Gin got her wild and beautiful look. She grinned and I almost couldn’t bear to look at her.

“Ha!” she said. “Not enough. Where’s my money, if that’s so? Why aren’t I rich by now?”

What I did a few days later was to take a special twenty-dollar bill that I’d been given and that I’d saved forever, I don’t know why. A mother might have given it to me long ago, I can’t remember. I didn’t earn it, I know that. It was a gift. A person handed it to me and I had never at that point seen so much money in my life. I just always kept it in my shaving kit, and it had stayed crisp somehow. It was still new money and I probably thought that it had magic, which embarrasses me to admit because mostly I can’t stand that kind of talk. I put it in an envelope for Gin and left it on her dresser. Once I used to collect gin bottles, just for their labels, and I’d steam them off and then scissor out her name, Gin and Gin and Gin. I pasted one of these to the envelope so she’d know it was for her. I wanted to write a note and I thought a lot about what I might say. I wrote it all out in my mind. But there was no easy way to get it out of me. I didn’t know how to extract it. It was all in there, in me, but I couldn’t prove it.

“From me,” I wrote, “for you. Because you are very nice.”
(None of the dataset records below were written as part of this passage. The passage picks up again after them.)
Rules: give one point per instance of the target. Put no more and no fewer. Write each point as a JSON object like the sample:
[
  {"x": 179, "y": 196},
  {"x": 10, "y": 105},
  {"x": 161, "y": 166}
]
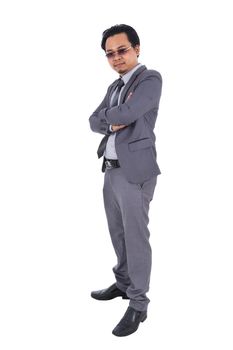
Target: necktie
[{"x": 104, "y": 140}]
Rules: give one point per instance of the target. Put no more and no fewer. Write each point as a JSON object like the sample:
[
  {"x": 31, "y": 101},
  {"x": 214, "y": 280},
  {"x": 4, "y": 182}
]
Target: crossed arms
[{"x": 144, "y": 98}]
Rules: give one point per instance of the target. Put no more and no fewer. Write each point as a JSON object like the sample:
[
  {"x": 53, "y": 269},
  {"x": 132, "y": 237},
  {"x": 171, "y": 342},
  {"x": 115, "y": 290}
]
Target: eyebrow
[{"x": 117, "y": 48}]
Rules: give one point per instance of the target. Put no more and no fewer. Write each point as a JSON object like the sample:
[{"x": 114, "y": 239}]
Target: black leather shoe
[
  {"x": 130, "y": 322},
  {"x": 109, "y": 293}
]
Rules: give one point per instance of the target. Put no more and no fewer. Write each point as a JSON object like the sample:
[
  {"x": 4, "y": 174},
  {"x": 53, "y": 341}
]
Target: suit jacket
[{"x": 138, "y": 109}]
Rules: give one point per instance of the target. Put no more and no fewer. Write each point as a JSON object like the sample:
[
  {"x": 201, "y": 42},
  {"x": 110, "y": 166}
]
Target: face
[{"x": 124, "y": 60}]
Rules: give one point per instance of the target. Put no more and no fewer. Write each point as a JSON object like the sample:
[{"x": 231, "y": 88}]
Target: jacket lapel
[
  {"x": 127, "y": 86},
  {"x": 130, "y": 82}
]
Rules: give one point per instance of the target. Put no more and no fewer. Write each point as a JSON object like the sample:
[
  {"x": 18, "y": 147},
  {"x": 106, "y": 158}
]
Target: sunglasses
[{"x": 120, "y": 52}]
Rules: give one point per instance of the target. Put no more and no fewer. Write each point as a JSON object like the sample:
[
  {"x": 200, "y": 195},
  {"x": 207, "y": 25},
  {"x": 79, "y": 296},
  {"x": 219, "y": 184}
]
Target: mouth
[{"x": 118, "y": 65}]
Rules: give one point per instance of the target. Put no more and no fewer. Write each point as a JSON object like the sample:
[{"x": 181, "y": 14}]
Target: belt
[{"x": 111, "y": 163}]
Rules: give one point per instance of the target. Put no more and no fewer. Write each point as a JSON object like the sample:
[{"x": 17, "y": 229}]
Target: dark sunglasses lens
[
  {"x": 109, "y": 55},
  {"x": 121, "y": 51}
]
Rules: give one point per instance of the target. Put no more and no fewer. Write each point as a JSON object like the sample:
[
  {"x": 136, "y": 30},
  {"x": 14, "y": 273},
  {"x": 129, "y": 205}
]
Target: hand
[{"x": 118, "y": 127}]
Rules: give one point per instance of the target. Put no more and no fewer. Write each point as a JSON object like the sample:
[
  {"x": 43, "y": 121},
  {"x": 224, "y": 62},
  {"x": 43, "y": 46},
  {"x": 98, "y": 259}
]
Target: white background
[{"x": 55, "y": 246}]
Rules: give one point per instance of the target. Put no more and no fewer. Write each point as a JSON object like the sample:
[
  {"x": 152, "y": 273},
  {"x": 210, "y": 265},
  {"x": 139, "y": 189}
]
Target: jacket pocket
[{"x": 140, "y": 144}]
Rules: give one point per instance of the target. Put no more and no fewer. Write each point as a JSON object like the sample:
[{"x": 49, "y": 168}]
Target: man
[{"x": 127, "y": 118}]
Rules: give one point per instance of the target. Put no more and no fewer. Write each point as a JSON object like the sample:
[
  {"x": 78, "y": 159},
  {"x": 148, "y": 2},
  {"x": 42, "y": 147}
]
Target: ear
[{"x": 137, "y": 50}]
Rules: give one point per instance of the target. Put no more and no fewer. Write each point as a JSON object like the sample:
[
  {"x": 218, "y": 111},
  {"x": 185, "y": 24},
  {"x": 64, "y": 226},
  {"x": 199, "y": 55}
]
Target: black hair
[{"x": 121, "y": 28}]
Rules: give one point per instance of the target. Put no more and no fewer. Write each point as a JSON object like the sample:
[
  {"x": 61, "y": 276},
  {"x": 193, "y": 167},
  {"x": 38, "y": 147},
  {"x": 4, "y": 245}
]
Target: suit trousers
[{"x": 127, "y": 207}]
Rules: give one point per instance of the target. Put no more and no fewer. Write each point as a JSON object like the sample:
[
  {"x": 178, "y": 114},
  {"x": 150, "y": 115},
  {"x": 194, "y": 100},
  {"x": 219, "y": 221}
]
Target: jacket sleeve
[
  {"x": 144, "y": 98},
  {"x": 98, "y": 123}
]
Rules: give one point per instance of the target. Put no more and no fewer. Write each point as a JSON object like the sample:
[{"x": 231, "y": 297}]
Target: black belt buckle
[
  {"x": 111, "y": 163},
  {"x": 108, "y": 164}
]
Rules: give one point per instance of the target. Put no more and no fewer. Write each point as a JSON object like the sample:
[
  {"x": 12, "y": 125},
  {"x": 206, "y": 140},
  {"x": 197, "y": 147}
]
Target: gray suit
[
  {"x": 128, "y": 190},
  {"x": 135, "y": 145}
]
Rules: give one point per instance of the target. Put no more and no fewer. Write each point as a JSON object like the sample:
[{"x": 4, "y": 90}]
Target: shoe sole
[{"x": 102, "y": 299}]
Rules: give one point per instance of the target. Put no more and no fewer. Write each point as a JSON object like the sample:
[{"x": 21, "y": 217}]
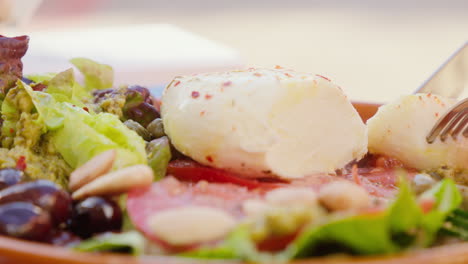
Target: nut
[
  {"x": 191, "y": 224},
  {"x": 116, "y": 182},
  {"x": 93, "y": 168},
  {"x": 343, "y": 195}
]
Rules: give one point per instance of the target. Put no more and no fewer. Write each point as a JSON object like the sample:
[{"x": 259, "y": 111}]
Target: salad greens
[
  {"x": 159, "y": 155},
  {"x": 79, "y": 134},
  {"x": 401, "y": 226},
  {"x": 61, "y": 121},
  {"x": 97, "y": 76}
]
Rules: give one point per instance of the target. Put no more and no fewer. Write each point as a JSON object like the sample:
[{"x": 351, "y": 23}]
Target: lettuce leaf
[
  {"x": 97, "y": 76},
  {"x": 79, "y": 135},
  {"x": 401, "y": 226},
  {"x": 64, "y": 88},
  {"x": 82, "y": 135},
  {"x": 131, "y": 242}
]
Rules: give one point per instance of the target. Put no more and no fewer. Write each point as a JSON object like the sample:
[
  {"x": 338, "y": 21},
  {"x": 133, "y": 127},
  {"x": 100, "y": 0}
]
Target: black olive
[
  {"x": 45, "y": 194},
  {"x": 95, "y": 215},
  {"x": 24, "y": 220}
]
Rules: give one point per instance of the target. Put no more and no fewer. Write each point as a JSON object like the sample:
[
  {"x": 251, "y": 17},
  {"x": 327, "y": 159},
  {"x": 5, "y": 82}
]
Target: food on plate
[
  {"x": 248, "y": 121},
  {"x": 261, "y": 165},
  {"x": 399, "y": 129}
]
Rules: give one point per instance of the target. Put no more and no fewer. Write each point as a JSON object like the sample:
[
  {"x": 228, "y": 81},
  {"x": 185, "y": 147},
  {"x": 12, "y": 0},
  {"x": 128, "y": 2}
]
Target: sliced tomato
[
  {"x": 168, "y": 193},
  {"x": 188, "y": 170}
]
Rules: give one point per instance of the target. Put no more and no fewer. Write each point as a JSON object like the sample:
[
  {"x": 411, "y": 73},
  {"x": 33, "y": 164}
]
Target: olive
[
  {"x": 139, "y": 129},
  {"x": 156, "y": 128},
  {"x": 9, "y": 177},
  {"x": 95, "y": 215},
  {"x": 45, "y": 194},
  {"x": 142, "y": 113},
  {"x": 24, "y": 220},
  {"x": 141, "y": 90}
]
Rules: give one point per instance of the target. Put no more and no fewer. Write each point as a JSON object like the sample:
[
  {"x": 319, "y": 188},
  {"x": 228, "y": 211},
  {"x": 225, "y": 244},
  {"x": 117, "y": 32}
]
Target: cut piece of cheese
[
  {"x": 263, "y": 122},
  {"x": 399, "y": 129}
]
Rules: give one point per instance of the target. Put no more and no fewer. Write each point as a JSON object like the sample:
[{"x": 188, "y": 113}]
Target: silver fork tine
[{"x": 451, "y": 123}]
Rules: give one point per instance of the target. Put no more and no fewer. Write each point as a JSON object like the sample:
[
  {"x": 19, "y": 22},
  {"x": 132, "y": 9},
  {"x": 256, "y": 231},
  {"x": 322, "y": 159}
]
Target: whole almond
[
  {"x": 117, "y": 182},
  {"x": 93, "y": 168}
]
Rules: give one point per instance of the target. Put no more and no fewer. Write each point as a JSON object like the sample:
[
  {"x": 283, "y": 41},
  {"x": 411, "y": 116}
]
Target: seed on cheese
[
  {"x": 263, "y": 122},
  {"x": 399, "y": 130},
  {"x": 190, "y": 225},
  {"x": 343, "y": 195},
  {"x": 292, "y": 196}
]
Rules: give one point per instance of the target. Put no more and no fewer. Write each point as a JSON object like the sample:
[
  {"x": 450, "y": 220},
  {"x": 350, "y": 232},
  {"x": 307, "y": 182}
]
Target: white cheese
[
  {"x": 399, "y": 130},
  {"x": 261, "y": 122},
  {"x": 190, "y": 225}
]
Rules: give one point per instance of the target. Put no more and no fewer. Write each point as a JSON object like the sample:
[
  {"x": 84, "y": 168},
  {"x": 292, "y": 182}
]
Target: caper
[
  {"x": 141, "y": 131},
  {"x": 156, "y": 128}
]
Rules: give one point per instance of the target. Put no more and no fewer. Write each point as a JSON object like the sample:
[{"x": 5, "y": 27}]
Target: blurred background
[{"x": 375, "y": 50}]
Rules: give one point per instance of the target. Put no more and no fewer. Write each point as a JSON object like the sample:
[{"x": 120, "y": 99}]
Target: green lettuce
[
  {"x": 64, "y": 88},
  {"x": 79, "y": 135},
  {"x": 84, "y": 135},
  {"x": 401, "y": 226},
  {"x": 96, "y": 75}
]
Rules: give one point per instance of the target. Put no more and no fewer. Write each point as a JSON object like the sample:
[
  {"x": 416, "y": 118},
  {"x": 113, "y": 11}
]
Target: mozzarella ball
[
  {"x": 399, "y": 129},
  {"x": 263, "y": 122}
]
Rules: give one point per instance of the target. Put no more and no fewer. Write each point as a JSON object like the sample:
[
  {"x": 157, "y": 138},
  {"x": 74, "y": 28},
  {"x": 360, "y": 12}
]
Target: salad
[{"x": 260, "y": 165}]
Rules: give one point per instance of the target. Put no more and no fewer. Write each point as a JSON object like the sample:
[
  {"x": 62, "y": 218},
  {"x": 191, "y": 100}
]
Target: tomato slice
[
  {"x": 188, "y": 170},
  {"x": 169, "y": 193}
]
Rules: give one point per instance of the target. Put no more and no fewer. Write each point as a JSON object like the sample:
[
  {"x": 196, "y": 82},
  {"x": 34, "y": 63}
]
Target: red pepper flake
[
  {"x": 354, "y": 172},
  {"x": 195, "y": 94},
  {"x": 21, "y": 163},
  {"x": 323, "y": 77}
]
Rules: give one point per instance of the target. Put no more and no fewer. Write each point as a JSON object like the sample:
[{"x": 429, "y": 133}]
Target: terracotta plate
[{"x": 19, "y": 251}]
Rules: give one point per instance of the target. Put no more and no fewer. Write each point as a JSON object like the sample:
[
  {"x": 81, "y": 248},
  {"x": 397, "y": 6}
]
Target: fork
[{"x": 452, "y": 123}]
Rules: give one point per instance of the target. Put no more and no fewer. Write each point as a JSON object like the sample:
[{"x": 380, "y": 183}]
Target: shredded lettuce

After Gin died, the children went to live with their aunt in Maroyo County, north of here by not so long. This all sounds pretty vague, but trust me, it wasn’t. It really happened and it felt real and there was nothing remotely vague about any of it. Gin’s was the fast cancer, which, I hate to say it, is far cheaper, I mean dollar-wise, and possibly on the emotional side, though I am no expert in that sort of tabulation. How do we count the various ways and styles of nothing we feel?

We used our money for her last days. She begged me not to. Once she even said that I was supposed to drive her out into a field and leave her there. It was one of our favorite places, not that I rank things like that: nice places, fun places, places I like. We used to go there before the kids, and then with the kids, and then alone sometimes, when the kids had their own life. Maybe the kids will go there one day without me. Maybe there will be days when no one goes there, when no one is left. One day it won’t even be a field. Lava will flow slowly over it.